The Marrakech Process, CSD 2010/11 and the 10 YFP are quite likely the unique opportunity at the international level to address the unsustainable development of our consumption and production in a systemic way. Therefore proposed SCP programmes should foster a radical reduction in environmental impacts per unit welfare, and be supportive to reduction of the poverty gap.
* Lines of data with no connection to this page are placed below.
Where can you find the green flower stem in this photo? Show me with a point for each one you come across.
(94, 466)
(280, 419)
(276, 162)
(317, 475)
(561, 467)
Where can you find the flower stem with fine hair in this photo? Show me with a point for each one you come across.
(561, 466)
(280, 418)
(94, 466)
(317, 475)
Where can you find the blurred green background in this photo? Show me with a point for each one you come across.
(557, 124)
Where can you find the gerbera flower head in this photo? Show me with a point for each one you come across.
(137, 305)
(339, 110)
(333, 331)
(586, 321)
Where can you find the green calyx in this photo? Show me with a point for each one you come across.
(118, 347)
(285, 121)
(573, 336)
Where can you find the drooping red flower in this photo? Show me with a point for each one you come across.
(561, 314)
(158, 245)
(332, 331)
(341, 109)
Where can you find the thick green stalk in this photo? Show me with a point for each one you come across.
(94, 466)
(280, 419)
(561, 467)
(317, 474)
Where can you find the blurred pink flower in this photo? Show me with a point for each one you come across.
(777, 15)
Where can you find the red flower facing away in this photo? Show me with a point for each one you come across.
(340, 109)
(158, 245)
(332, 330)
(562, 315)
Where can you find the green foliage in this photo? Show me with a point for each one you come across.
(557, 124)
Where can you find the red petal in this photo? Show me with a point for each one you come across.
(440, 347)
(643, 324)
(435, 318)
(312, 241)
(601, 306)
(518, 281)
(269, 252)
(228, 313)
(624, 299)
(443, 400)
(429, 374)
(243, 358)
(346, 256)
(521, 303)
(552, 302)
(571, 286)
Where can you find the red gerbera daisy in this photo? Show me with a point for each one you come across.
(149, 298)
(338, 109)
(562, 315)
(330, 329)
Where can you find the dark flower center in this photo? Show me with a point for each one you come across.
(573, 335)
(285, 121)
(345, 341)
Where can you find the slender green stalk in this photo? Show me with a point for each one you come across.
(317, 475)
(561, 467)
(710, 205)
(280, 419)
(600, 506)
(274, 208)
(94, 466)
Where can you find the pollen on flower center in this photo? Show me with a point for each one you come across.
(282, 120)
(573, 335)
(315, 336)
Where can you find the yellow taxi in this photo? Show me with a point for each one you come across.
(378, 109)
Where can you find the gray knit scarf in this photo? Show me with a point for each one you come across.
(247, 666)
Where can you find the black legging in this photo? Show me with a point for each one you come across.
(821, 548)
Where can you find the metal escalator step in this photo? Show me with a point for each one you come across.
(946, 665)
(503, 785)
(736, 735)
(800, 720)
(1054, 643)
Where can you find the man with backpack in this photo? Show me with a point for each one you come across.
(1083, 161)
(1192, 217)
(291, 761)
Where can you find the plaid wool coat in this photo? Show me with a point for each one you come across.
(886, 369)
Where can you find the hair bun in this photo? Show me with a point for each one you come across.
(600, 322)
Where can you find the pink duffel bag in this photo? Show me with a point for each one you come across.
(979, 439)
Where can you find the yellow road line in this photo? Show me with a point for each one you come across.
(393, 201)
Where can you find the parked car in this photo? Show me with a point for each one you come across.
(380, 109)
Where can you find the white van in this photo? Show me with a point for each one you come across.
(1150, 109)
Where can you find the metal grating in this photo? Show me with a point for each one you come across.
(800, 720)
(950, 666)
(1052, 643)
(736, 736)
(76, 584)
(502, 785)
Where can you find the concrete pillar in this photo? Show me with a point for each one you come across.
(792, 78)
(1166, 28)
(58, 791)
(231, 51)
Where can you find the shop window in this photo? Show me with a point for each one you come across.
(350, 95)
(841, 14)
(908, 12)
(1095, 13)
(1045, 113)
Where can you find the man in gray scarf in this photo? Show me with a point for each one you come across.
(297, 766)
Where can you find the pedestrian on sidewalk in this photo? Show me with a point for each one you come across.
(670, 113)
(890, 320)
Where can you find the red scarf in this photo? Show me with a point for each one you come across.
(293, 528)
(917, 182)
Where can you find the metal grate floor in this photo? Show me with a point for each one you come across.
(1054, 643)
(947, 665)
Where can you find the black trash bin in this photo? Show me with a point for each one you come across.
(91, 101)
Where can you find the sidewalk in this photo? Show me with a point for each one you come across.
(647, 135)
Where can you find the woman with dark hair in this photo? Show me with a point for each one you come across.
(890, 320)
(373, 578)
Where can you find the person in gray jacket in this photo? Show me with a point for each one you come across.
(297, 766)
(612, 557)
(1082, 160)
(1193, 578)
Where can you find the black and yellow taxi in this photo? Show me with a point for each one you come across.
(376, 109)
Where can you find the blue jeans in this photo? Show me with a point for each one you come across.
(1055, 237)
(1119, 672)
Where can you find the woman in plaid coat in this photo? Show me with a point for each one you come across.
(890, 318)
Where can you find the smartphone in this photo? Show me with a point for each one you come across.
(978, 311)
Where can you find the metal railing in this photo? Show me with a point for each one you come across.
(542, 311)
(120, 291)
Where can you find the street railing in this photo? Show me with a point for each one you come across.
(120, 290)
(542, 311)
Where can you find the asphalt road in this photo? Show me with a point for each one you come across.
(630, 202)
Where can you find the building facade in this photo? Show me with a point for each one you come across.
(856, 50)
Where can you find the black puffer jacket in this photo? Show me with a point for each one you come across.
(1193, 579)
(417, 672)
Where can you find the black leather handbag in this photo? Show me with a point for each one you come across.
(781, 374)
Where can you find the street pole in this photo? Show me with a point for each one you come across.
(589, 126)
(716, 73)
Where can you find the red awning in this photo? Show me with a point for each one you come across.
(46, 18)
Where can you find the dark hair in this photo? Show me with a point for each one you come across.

The background paper emphasis quite well the holistic dimension and the need of a systemic challenge towards sustainable consumption and production patterns which include “addressing institutions and paradigms that hinder change”. Still none of the two papers –
nor the Marrakech Process in general – develop tactics to analyze and to overcome the resistance to chance. Instead efforts are restricted to identify best practice examples and promoting win-win solutions. These activities are certainly necessary to enable more sustainable lifestyles. Still they are not sufficient. UNEP, the CSD institutions and other relevant UN bodies have to provide guidance for the implementation of SCP on the regional, national and local level.
Therefore we recommend:
1) The Framework has to take up Agenda Setting activities providing a platform to address necessary changes which countervail existing meta-values and meta-trends in society.
The Background Paper introduced a mapping exercise pointing out that most activities and programmes on SCP focus on information/clearing house, awareness raising, and capacity building. Scientific as well as practical insights clearly indicate that these informational instruments are not sufficient to make a difference. Instead economic and regulatory incentives proved to work. Therefore we recommend:
2) The review of progress in the implementation of commitments, targets and goals related to sustainable consumption and production as foreseen for the first year of the CSD cycle 2010/11 should not be limited to compilations of best practices on SCP and case studies. Additionally it needs a review of the failure of implementing effective
instruments, its reasons, and strategies how to overcome these failures.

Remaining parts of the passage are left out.